TPA ensures strong trade agreements


Every corner of Ohio, from our farms to our factories, benefits from trade, and the reason is simple. Trade pacts allow us to expand exports with other nations and reach new customers for Ohio small businesses, manufacturers, and farmers.

That is why TPA, short for Trade Promotion Authority, is so important.

TPA is the framework in which we can negotiate trade pacts, and it ensures we secure the best trade agreements possible for Ohio workers and farmers. In our state, one in five jobs depends on trade. In agriculture, Ohio is the 10th largest exporter in the country and the pork industry alone supports more than 8,700 jobs.

Phillip, a pork producer in Preble County, recently wrote in an email that strong trade pacts mean more opportunities and growth for his business.

“For over 40 years my family has produced pork in Preble County,” Phillip wrote. “I know firsthand how difficult it is to stay in this business and make a profit. TPA is important because it will allow the TPP negotiations among Pacific Rim countries that could provide many new opportunities for exporting pork.”

TPA puts lawmakers in the driver’s seat to set clear objectives, ensure transparency, and hold the administration accountable in trade negotiations with other countries, such as the Trans-Pacific Partnership that Phillip mentioned.

Here are just three of the ways how: First, TPA requires the administration to allow Congress to read trade agreements at any time during the negotiating process. Along the way, TPA requires the administration to post up-to-date summaries on their progress to the public. And at least 60 days before the president enters into an agreement, the president must make it publicly available for everyone to read.
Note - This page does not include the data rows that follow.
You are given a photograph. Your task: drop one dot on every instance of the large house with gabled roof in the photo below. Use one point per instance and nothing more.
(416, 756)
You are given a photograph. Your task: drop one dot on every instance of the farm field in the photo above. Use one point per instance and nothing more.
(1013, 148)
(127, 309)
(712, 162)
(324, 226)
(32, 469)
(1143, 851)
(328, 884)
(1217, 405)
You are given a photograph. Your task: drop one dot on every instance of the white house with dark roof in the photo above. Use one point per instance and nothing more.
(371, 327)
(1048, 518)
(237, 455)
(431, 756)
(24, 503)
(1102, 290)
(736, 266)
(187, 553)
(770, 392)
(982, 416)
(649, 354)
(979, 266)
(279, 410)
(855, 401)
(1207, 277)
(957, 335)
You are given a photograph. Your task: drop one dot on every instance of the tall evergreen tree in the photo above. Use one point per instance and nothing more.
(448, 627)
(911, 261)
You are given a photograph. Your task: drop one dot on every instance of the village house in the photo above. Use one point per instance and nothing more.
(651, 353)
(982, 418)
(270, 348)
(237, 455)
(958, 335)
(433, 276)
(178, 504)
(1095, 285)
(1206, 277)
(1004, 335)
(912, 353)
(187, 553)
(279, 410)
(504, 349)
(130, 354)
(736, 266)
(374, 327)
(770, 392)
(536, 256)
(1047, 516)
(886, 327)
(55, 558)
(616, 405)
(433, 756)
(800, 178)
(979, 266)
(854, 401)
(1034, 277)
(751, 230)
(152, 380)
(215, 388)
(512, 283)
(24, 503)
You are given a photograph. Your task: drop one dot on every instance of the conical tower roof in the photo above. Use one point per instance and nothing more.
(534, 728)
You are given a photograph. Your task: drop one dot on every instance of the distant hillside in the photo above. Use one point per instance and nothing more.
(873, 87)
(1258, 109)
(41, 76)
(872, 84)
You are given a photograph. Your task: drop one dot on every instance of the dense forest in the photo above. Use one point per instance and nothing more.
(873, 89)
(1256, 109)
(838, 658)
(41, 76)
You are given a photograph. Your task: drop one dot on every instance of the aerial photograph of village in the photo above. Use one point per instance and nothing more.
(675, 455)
With TPA, we will ensure trade agreements are in line with the people’s priorities. If the president negotiates an agreement that doesn’t meet our objectives, we can stop the trade agreement with an up or down vote and shut off the ‘fast-tracked’ trade authority if it is a bad deal.
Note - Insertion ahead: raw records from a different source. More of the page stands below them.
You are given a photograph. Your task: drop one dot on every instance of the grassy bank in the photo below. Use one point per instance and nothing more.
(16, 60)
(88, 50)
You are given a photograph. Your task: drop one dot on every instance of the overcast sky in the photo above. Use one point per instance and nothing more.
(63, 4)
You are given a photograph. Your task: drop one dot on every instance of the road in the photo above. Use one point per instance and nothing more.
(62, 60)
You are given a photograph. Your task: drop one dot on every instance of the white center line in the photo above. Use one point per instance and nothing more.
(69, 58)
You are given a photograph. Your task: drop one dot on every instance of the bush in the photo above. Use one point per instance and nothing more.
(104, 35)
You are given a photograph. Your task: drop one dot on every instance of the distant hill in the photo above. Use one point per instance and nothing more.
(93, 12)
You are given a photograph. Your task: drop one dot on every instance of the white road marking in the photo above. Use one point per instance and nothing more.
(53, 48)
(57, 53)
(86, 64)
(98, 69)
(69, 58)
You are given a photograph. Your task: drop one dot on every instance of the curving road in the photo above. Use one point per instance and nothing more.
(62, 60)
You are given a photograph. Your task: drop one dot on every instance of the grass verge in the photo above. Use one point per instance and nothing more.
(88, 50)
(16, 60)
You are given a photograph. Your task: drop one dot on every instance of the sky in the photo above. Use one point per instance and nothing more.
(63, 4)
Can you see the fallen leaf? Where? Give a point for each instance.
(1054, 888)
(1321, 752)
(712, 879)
To be clear, TPA doesn’t give more power to the president. In fact, we’ve given previous administrations, including President Reagan, this authority for the past 40 years. TPA sets the rules and even strengthens the House and Senate’s role in trade negotiations, while also giving the American people a say in the process.

Whether on a farm like Phillip’s or in a factory in Ohio, strong trade agreements are good for jobs. That is why conservatives, focused on robust economic growth, are lining up behind it. Americans for Tax Reform, for example, is one of TPA’s supporters and “urges all free market conservatives on and off Capitol Hill to be as well.”

I couldn’t agree more. With 95 percent of the world’s customers living outside the United States and jobs tied to trade paying more than the average wage, more trade means more jobs, better business, and higher wages here at home. To unlock this potential in Ohio, TPA is critically important.